Dalam pada itu, maka cahaya merah dilangitpun sudah mereda. Nampaknya Banjar padukuhan itu telah hampir seluruhnya menjadi abu. Untunglah bahwa halaman Banjar itu cukup luas sehingga diharapkan api tidak menjalar kemana-mana. Apalagi malam itu angin tidak begitu kencang bertiup. Tidak pula pepohonan disekitar Banjar padukuhan itu.

Dalam pada itu, Ki Pandi telah berada ditangan orang-orang padepokan. Orang yang bertubuh raksasa itu telah berada ditangga pula sambil berkata, "Nah, nampaknya persembahan kami berkenan dihati Sang Maha Api. Sebelum persembahan kami ini kami serahkan, api yang membakar Banjar padukuhan kami telah mereda. Satu pertanda yang baik bagi kita. Karena itu, maka persembahan kami ini akan segera kami serahkan dengan perantaraan api pula.”
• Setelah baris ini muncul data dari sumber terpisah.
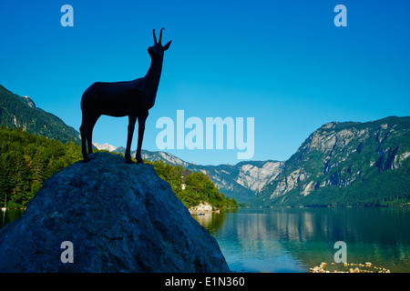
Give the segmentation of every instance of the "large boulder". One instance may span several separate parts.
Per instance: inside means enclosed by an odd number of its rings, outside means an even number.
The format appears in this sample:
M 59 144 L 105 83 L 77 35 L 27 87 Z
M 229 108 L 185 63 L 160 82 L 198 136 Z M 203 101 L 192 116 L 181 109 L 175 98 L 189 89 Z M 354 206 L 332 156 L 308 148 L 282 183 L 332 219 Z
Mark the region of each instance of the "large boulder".
M 230 272 L 152 166 L 90 158 L 49 177 L 0 231 L 0 272 Z

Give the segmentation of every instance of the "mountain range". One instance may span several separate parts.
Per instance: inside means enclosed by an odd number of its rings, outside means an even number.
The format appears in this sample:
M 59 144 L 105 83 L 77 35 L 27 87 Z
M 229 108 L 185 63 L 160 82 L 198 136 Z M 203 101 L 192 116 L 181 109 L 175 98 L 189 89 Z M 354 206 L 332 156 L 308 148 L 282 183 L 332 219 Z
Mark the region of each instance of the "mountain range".
M 74 128 L 36 107 L 29 97 L 1 85 L 0 125 L 80 143 Z M 122 146 L 94 146 L 125 153 Z M 221 193 L 254 206 L 361 206 L 410 202 L 410 116 L 327 123 L 286 161 L 200 166 L 165 152 L 143 150 L 142 156 L 149 161 L 160 159 L 207 174 Z

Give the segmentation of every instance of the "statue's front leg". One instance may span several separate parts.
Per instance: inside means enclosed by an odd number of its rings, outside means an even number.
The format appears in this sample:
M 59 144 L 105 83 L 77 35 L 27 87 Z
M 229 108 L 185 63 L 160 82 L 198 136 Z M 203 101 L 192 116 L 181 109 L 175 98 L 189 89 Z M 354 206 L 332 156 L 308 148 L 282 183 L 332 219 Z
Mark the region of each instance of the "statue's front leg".
M 127 138 L 127 148 L 126 148 L 126 163 L 127 164 L 134 164 L 131 159 L 131 143 L 132 143 L 132 135 L 134 135 L 135 122 L 137 121 L 137 117 L 129 116 L 128 117 L 128 135 Z
M 144 138 L 145 121 L 147 120 L 148 115 L 149 113 L 147 111 L 138 115 L 138 144 L 137 147 L 137 155 L 135 156 L 137 163 L 138 164 L 140 163 L 144 164 L 144 161 L 142 160 L 141 156 L 141 147 L 142 147 L 142 139 Z

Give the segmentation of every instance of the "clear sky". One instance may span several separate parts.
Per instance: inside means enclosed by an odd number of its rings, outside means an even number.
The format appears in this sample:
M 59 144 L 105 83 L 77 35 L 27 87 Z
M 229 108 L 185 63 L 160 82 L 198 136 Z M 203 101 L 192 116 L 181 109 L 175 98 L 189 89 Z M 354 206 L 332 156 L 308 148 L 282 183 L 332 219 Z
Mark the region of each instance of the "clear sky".
M 339 4 L 345 27 L 333 24 Z M 74 8 L 73 27 L 60 24 L 63 5 Z M 79 130 L 84 90 L 144 76 L 152 29 L 165 27 L 172 44 L 143 148 L 159 150 L 157 120 L 176 123 L 184 110 L 204 125 L 254 117 L 251 159 L 286 160 L 327 122 L 409 115 L 409 13 L 397 0 L 2 1 L 0 84 Z M 93 141 L 125 146 L 127 125 L 103 116 Z M 241 161 L 237 148 L 169 152 L 202 165 Z

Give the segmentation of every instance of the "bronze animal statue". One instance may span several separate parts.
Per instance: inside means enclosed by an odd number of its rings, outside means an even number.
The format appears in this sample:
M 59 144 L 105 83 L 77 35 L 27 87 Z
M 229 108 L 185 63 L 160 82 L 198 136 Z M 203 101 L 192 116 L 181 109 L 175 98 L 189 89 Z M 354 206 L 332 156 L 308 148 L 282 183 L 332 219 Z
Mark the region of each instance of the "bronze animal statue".
M 161 45 L 162 31 L 159 33 L 159 41 L 154 35 L 154 45 L 148 48 L 151 57 L 151 65 L 147 75 L 133 81 L 103 83 L 97 82 L 91 85 L 81 98 L 81 111 L 83 120 L 80 126 L 83 160 L 89 162 L 87 154 L 87 142 L 88 154 L 92 154 L 92 134 L 97 120 L 101 115 L 120 117 L 128 116 L 128 135 L 125 153 L 126 163 L 133 164 L 131 160 L 131 142 L 137 119 L 138 120 L 138 141 L 137 146 L 137 162 L 144 163 L 141 157 L 141 146 L 144 137 L 145 121 L 149 110 L 155 104 L 158 85 L 161 76 L 164 52 L 169 48 L 172 41 Z M 87 141 L 87 142 L 86 142 Z

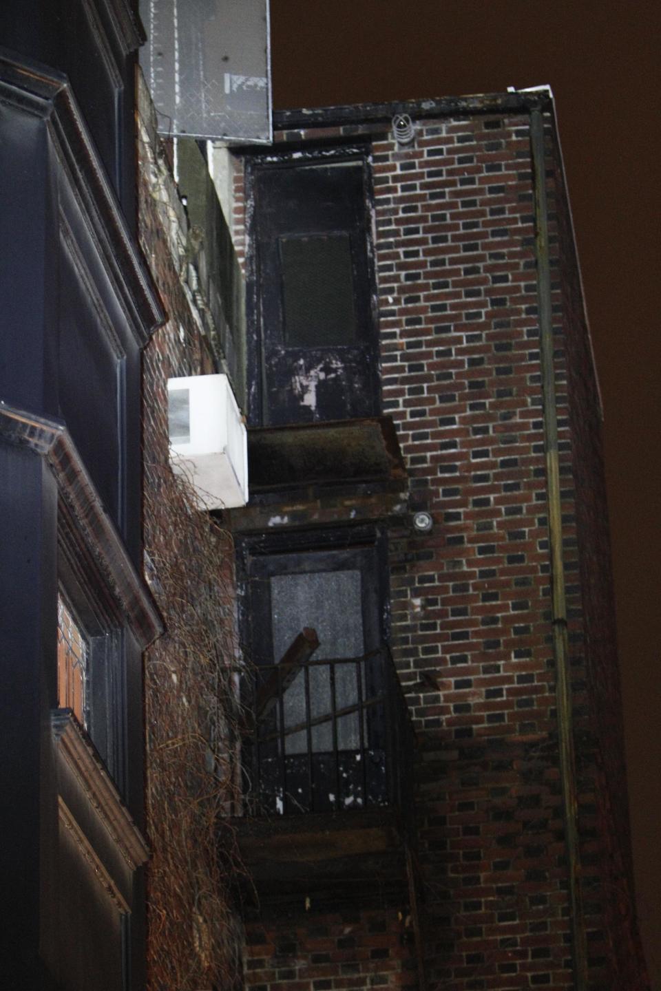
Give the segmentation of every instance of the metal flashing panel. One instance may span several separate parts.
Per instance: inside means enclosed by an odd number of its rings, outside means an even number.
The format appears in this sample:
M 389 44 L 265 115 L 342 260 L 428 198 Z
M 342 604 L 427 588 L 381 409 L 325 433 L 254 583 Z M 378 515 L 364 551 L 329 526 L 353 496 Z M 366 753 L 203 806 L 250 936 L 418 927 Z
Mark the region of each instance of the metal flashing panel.
M 269 0 L 140 0 L 159 131 L 269 143 Z

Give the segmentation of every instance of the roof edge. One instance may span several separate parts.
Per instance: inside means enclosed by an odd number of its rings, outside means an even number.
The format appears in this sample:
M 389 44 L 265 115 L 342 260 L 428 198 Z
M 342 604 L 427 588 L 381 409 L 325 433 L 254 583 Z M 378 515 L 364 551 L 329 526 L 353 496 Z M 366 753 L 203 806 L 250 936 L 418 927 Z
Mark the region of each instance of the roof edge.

Darah Delima bagaikan berhenti mengalir. Namun Delima tidak pingsan. Ia melihat orang bongkok itu didorong untuk naik keatas bangunan batu sebagai alas persembahan itu. Delima dan orang-orang yang hadir di sanggar itu menjadi heran. Ia tidak melihat orang bongkok itu menjadi gelisah, ketakutan atau bahkan meronta. Ia sama sekali tidak melawan.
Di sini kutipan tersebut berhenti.